Her email recommends a visit to the Bush Bees Web site , where Michael Bush felt compelled to put a message to the beekeeping world right on the top page:
Most of us beekeepers are fighting with the Varroa mites. I'm happy to say my biggest problems are things like trying to get nucs through the winter and coming up with hives that won't hurt my back from lifting or better ways to feed the bees.
This change from fighting the mites is mostly because I've gone to natural sized cells. In case you weren't aware, and I wasn't for a long time, the foundation in common usage results in much larger bees than what you would find in a natural hive. I've measured sections of natural worker brood comb that are 4.6mm in diameter. What most people use for worker brood is foundation that is 5.4mm in diameter. If you translate that into three dimensions instead of one, it produces a bee that is about half as large again as is natural. By letting the bees build natural sized cells, I have virtually eliminated my Varroa and Tracheal mite problems. One cause of this is shorter capping times by one day, and shorter post-capping times by one day. This means less Varroa get into the cells, and less Varroa reproduce in the cells.

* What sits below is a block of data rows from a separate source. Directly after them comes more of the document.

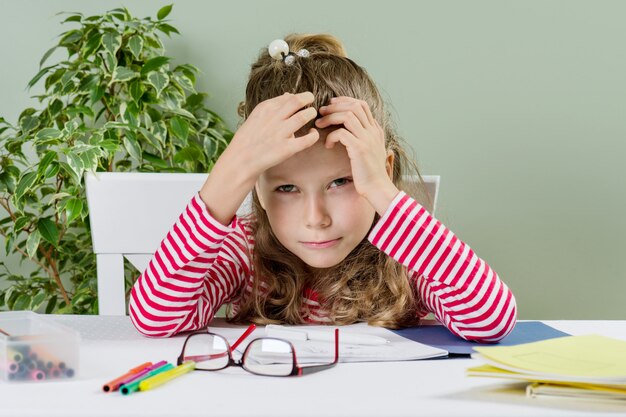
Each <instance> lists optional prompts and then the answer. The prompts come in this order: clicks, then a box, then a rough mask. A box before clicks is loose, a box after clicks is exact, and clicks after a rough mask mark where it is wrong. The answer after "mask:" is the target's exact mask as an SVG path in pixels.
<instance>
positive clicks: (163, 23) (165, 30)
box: [157, 23, 180, 36]
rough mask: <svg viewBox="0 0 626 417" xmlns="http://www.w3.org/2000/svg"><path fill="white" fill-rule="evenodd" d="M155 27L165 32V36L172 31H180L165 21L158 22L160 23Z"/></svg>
mask: <svg viewBox="0 0 626 417" xmlns="http://www.w3.org/2000/svg"><path fill="white" fill-rule="evenodd" d="M157 29H158V30H160V31H161V32H163V33H165V34H166V35H167V36H170V33H172V32H174V33H178V34H179V35H180V32H179V31H178V29H176V28H175V27H174V26H172V25H168V24H167V23H160V24H158V25H157Z"/></svg>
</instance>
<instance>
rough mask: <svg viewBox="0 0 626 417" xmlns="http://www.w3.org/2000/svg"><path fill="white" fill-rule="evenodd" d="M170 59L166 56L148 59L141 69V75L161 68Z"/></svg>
mask: <svg viewBox="0 0 626 417" xmlns="http://www.w3.org/2000/svg"><path fill="white" fill-rule="evenodd" d="M171 59H172V58H170V57H167V56H157V57H155V58H152V59H149V60H148V61H146V63H145V64H144V65H143V67H142V68H141V75H146V74H148V73H149V72H150V71H154V70H156V69H159V68H161V67H162V66H163V65H165V64H167V63H168V62H169V61H170V60H171Z"/></svg>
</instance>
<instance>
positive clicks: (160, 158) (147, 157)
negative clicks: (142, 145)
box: [143, 151, 168, 168]
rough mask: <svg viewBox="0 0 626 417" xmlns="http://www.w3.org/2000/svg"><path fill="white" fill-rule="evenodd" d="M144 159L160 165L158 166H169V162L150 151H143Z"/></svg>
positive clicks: (151, 164) (161, 167) (155, 163)
mask: <svg viewBox="0 0 626 417" xmlns="http://www.w3.org/2000/svg"><path fill="white" fill-rule="evenodd" d="M143 159H144V160H145V161H148V162H149V163H150V164H151V165H153V166H155V167H158V168H167V167H168V165H167V162H165V161H164V160H163V159H161V158H159V157H158V156H156V155H153V154H151V153H150V152H146V151H144V152H143Z"/></svg>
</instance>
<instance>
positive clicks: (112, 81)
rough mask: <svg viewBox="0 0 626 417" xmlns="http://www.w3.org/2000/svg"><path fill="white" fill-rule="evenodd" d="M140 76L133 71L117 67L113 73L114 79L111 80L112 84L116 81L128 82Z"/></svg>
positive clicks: (119, 67) (113, 77)
mask: <svg viewBox="0 0 626 417" xmlns="http://www.w3.org/2000/svg"><path fill="white" fill-rule="evenodd" d="M138 76H139V74H138V73H136V72H135V71H133V70H131V69H128V68H126V67H116V68H115V70H114V71H113V78H112V79H111V83H113V82H116V81H128V80H131V79H133V78H135V77H138Z"/></svg>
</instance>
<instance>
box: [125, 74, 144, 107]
mask: <svg viewBox="0 0 626 417" xmlns="http://www.w3.org/2000/svg"><path fill="white" fill-rule="evenodd" d="M128 91H129V92H130V96H131V97H132V98H133V100H134V101H135V103H139V101H140V100H141V96H143V93H144V88H143V85H142V84H141V82H139V80H135V81H133V82H132V83H130V86H129V87H128Z"/></svg>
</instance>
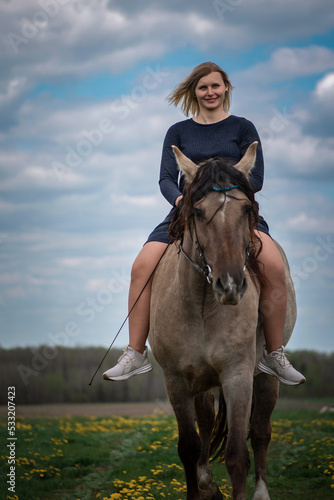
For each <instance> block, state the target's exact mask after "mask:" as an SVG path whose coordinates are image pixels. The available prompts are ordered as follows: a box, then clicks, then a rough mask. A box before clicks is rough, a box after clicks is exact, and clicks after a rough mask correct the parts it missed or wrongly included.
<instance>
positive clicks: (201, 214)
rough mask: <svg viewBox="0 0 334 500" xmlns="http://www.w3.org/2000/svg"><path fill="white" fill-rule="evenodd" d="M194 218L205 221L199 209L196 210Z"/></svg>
mask: <svg viewBox="0 0 334 500" xmlns="http://www.w3.org/2000/svg"><path fill="white" fill-rule="evenodd" d="M194 216H195V217H196V219H198V220H204V219H205V217H204V214H203V212H202V210H200V209H199V208H194Z"/></svg>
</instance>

Who should be surprised that the major media reports forget to tell us that the dying bees are actually hyper-bred varieties that we coax into a larger than normal body size? It sounds just like the beef industry. And, have we here a solution to the vanishing bee problem? Is it one that the CCD Working Group, or indeed, the scientific world at large, will support? Will media coverage affect government action in dealing with this issue?
These are important questions to ask. It is not an uncommonly held opinion that, although this new pattern of bee colony collapse seems to have struck from out of the blue (which suggests a triggering agent), it is likely that some biological limit in the bees has been crossed. There is no shortage of evidence that we have been fast approaching this limit for some time.
We've been pushing them too hard, Dr. Peter Kevan, an associate professor of environmental biology at the University of Guelph in Ontario, told the CBC. And we're starving them out by feeding them artificially and moving them great distances. Given the stress commercial bees are under, Kevan suggests CCD might be caused by parasitic mites, or long cold winters, or long wet springs, or pesticides, or genetically modified crops. Maybe it's all of the above... - Information Liberation
That's funny - that's just what I said...
Let's hear it for the natural/organic beekeepers out there! I hope this CCD incident will reinforce that natural systems respond far better to imitation and cooperation than reductionist arbitrary control. Work within the system, observe and learn. There's a lot more to nature than meets the eye, or the microscope.